Flames and smoke poured into the sky Saturday over an oil refinery where lightning set off a fire and an explosion that was felt miles away, authorities said.
No injuries were reported, and there were no immediate evacuation orders in the south-central Oklahoma town, said Mike Hancock, a spokesman for Wynnewood Refinery Co.
Flames and smoke boiled hundreds of feet into the air from two 80,000-gallon tanks in the Wynnewood Refinery complex, officials said. Firefighters doused the area surrounding the tanks Saturday.
“Tank fires are pretty pesky fires. They’re easy to keep contained, but they’re hard to fight,” Hancock said. “It’s hard to estimate how long it will be. It can take a day or so to burn the product.”

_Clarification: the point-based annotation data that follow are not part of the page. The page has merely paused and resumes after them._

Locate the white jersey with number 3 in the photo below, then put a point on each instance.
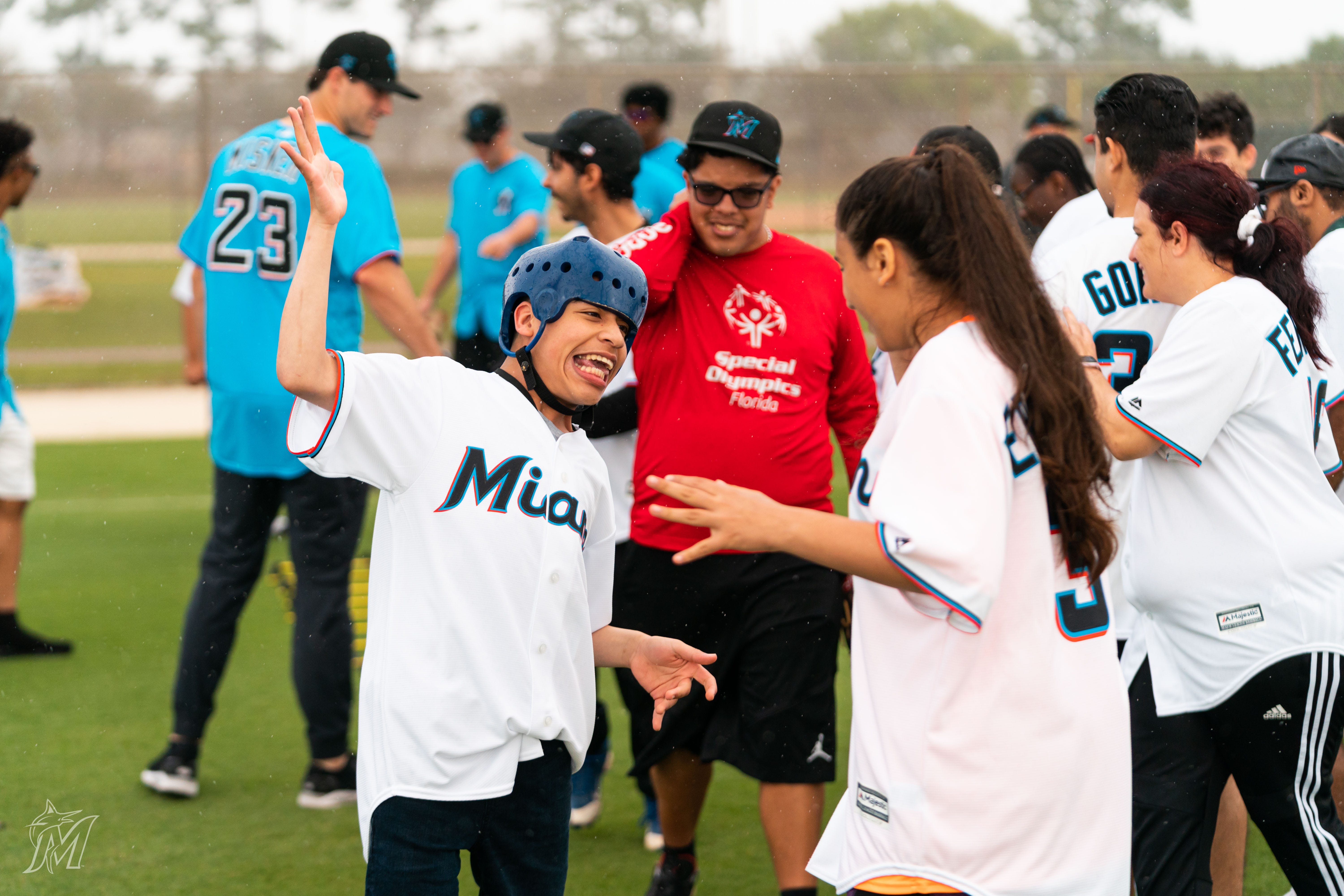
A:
(1236, 550)
(1093, 277)
(990, 747)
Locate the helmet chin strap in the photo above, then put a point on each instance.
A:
(583, 414)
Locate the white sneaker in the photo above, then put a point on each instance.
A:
(171, 776)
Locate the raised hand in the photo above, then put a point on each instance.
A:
(326, 179)
(666, 668)
(737, 519)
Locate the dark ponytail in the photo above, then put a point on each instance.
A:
(940, 209)
(1212, 201)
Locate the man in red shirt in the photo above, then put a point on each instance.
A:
(747, 361)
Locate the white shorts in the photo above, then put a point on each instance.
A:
(17, 479)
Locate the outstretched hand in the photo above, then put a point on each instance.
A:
(737, 519)
(326, 179)
(666, 668)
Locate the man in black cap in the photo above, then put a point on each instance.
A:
(747, 361)
(647, 107)
(247, 240)
(1050, 120)
(1303, 181)
(498, 214)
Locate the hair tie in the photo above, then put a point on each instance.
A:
(1247, 229)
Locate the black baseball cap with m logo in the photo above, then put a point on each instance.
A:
(368, 58)
(740, 129)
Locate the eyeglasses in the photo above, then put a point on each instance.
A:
(1265, 194)
(743, 197)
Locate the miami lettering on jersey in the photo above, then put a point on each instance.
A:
(499, 483)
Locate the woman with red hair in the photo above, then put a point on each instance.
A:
(1236, 543)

The fire started Friday when lightning hit a tank containing naphtha, an unrefined form of gasoline.
Sand Creek Massacre National Historic Site, Colo.

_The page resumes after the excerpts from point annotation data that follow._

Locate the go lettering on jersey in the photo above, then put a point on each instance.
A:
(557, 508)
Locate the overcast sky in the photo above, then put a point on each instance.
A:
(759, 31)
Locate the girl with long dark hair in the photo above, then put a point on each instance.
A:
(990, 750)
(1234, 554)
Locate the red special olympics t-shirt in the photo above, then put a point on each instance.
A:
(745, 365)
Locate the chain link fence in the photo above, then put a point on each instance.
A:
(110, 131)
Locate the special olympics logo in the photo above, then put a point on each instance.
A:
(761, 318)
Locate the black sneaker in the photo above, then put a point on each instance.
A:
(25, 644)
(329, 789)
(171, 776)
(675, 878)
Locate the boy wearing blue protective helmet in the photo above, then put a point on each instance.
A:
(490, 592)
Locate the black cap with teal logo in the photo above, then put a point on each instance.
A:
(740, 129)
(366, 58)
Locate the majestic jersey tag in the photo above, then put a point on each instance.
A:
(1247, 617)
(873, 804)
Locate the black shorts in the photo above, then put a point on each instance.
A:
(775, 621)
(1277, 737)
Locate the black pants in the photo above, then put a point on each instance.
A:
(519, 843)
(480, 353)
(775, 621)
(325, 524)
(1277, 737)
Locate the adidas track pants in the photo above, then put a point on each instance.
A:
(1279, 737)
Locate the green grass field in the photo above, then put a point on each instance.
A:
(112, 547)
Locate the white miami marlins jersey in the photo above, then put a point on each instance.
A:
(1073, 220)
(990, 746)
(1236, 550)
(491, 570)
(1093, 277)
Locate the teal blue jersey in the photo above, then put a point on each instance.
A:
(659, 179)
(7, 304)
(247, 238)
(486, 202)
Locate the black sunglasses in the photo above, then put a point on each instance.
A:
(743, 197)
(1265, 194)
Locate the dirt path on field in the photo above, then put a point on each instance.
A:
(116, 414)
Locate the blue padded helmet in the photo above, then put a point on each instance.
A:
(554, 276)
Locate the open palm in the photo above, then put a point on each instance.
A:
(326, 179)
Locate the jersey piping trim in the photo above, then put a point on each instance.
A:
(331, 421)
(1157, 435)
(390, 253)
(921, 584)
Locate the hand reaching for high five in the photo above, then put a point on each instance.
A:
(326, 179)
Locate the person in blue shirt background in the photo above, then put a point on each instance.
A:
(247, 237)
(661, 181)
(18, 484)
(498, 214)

Site memorializes 1864 massacre
More than 142 years after a band of state militia volunteers massacred 150 sleeping Southern Cheyenne and Arapaho Indians in a misdirected act of vengeance, a memorial to the tragic event was officially dedicated Saturday.
The Sand Creek Massacre National Historic site, located 160 miles southeast of Denver on Big Sandy Creek in Kiowa County, pays tribute to those killed in the shameful Nov. 29, 1864, attack.
Seeking revenge for the killings of several settlers by Indians, 700 militia members slaughtered nearly everyone in the village. Most were women or children.
Descendants of some of the victims were among several hundred people at Saturday’s dedication on the rolling hills of the southeastern Colorado plains. A mock village of a dozen tepees was set up in a grove of cottonwood trees along the creek that historians believe marks the site of the killings.
After a prayer and a blessing for troops in Iraq, members of the Cheyenne and Arapaho tribes chanted and played drums.
“It’s a site of shame, but it’s finally being memorialized properly,” said David Halaas, a former state historian.
Richmond Township, Mich.
Woman rescued after 2 days in SUV
A badly hurt woman spent two days inside her partially submerged sport utility vehicle before a passing motorist spotted the wreck in a pond, authorities said.
Jennifer Bova, 21, was airlifted to a hospital Friday after a state trooper found her seriously injured inside the 1991 Chevrolet Suburban.
She was in critical condition Saturday, a hospital spokeswoman said.
Police told Bova’s family she suffered bleeding in the brain, a broken femur, and multiple fractures to her pelvis, arm and face.
Joe Bova said his daughter called Wednesday night to say she was headed to her grandmother’s house. On the way, she apparently drove off a road, down an embankment, into a tree and into the water.